Abu Ayyub al-Masri, also known as Abu Hamza al-Muhajer, the pseudonym for the group's Egyptian leader, reportedly traveled through Iran into Afghanistan, according to Iraqi intelligence reports as well as al Qaeda in Iraq leaders.
The Post notes that the U.S. military believes that al Qaeda in Iraq may be adapting to recent American successes related to the surge of additional American troops into Iraq and its alliance with Sunni tribal leaders, known as the Awakening, by leaving Iraq's battlefield for Afghanistan and Pakistan.

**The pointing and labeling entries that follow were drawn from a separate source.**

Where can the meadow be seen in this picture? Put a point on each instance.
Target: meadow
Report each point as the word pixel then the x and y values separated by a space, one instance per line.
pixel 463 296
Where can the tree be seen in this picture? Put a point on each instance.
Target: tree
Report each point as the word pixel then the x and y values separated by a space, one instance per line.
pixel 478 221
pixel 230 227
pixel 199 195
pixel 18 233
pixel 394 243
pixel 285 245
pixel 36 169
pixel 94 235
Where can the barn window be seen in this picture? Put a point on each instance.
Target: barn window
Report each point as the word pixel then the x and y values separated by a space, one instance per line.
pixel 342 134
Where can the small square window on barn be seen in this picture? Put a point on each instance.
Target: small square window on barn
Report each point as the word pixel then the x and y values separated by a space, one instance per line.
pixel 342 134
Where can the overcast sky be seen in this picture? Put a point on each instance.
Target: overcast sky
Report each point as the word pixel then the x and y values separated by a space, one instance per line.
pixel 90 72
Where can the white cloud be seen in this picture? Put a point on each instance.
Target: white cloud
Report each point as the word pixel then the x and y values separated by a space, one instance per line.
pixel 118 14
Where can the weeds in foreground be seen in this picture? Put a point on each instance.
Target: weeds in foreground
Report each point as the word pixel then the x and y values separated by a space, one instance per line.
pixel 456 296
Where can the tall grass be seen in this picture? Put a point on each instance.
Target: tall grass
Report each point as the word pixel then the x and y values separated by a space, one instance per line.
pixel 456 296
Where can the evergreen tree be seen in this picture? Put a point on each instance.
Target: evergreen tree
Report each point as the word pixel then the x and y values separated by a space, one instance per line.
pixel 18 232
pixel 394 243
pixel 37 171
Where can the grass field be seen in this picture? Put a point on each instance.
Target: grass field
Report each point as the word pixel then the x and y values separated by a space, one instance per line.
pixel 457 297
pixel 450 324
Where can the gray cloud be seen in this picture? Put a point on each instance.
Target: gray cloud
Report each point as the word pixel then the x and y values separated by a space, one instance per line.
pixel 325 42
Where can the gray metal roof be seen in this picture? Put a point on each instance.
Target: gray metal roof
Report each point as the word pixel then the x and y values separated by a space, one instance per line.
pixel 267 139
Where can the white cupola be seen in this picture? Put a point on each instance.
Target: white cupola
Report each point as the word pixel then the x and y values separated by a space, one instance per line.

In recent months, Taliban and al Qaeda fighters have made Afghanistan the epicenter of radical Islam and jihadism. Newsweek recently reported that the Taliban's new strategy is to terrorize the residents of Kabul to promote chaos and drive foreign investment away. Foreign fighters that once traveled to Iraq for jihad now journey to Afghanistan to fight the United States. (For more on the Taliban's insurgency strategy and tactics, see Jason Burke's "The Art of Asymmetric War.")
Other al Qaeda in Iraq fighters say al-Masri has not abandoned the jihad in Iraq for Afghanistan. According to a senior leader of the group in Fallujah, al-Masri has made the journey two times before. He will return when he wants to, the senior leader said.
But another development suggests that al Qaeda in Iraq may have had a leadership turnover. A recent communication sent by al Qaeda in Iraq was signed by a jihadist known as Abdul Khalil al-Souri. Al-Masri's name did not appear at the end of that document as it has previously.
One former al Qaeda in Iraq leader, Abu Taha al-Lihebi, said this was proof al-Masri had left Iraq to fight in Afghanistan. He criticized al-Masri for focusing the group's violence on the Awakening Movement, thus alienating many Sunnis, al Qaeda's core constituency. The former member also said al Qaeda in Iraq had alienated its supporters by its indiscriminate terrorist attacks that resulted overwhelmingly in civilian deaths.
"Al-Qaeda losing the Sunni population is like a human being losing the ability to drink water," al-Lihebi told the Post. "Because of Masri's weak personality and leadership, al-Qaeda in Iraq was weakened and split and lost the Sunni population."